Thursday, December 13, 2007

Howard Finally Concedes Defeat

How Maxine McKew Won Her History-Making, Victory In The Battle For Bennelong

An excerpt from a photo by Brendan Esposito.
Full image is here.

He waited as long as he possibly could to concede defeat, but former prime minister John Howard has finally turned up to congratulate Maxine McKew for winning the seat he had held for more than three decades. So much for McKew winning a "narrow victory." She romped home, scoring some 2400 more votes than Howard.

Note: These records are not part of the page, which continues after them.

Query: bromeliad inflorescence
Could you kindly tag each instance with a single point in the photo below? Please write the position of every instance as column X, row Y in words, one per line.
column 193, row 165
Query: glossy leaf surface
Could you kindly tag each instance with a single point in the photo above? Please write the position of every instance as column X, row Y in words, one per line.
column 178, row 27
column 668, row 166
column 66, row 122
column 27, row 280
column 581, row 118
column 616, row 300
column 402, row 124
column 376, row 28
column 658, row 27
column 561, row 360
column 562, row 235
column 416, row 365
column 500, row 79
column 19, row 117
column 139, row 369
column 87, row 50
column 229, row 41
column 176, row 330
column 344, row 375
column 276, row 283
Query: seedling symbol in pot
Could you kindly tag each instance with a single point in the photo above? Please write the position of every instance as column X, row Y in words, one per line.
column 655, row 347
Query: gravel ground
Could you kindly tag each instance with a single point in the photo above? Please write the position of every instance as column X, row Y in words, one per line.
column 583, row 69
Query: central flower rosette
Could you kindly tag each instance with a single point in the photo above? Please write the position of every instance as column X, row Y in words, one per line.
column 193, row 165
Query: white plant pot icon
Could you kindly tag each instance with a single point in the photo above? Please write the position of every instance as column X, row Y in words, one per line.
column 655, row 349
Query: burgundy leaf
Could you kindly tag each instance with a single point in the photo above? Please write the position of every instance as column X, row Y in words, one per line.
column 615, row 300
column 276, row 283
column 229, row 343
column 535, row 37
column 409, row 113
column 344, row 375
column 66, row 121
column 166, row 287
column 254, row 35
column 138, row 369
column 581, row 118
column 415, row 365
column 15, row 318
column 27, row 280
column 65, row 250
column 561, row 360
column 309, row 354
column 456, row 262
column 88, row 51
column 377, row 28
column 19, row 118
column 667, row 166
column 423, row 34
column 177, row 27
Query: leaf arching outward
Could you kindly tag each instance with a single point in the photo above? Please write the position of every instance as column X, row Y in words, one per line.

In the wake of the history-making election win by Kevin Rudd's Labor government, the stunning victory of former journalist Maxine McKew over John Howard in Bennelong has quickly faded from the headlines. To Howard's chagrin, however, it will feature prominently in every book written about the 2007 Election, and every biography to come of the former prime minister.

Maxine McKew quit her gig as the host of ABC's Lateline barely 12 months ago, and managed to defy history, and the mocking of Howard lackeys, to win the seat that Howard was supposedly going to own until his retirement.

The story of how McKew pulled off her amazing victory is already legendary in Labor circles, and is being studied intensively by Liberals, who still can't believe she actually did it.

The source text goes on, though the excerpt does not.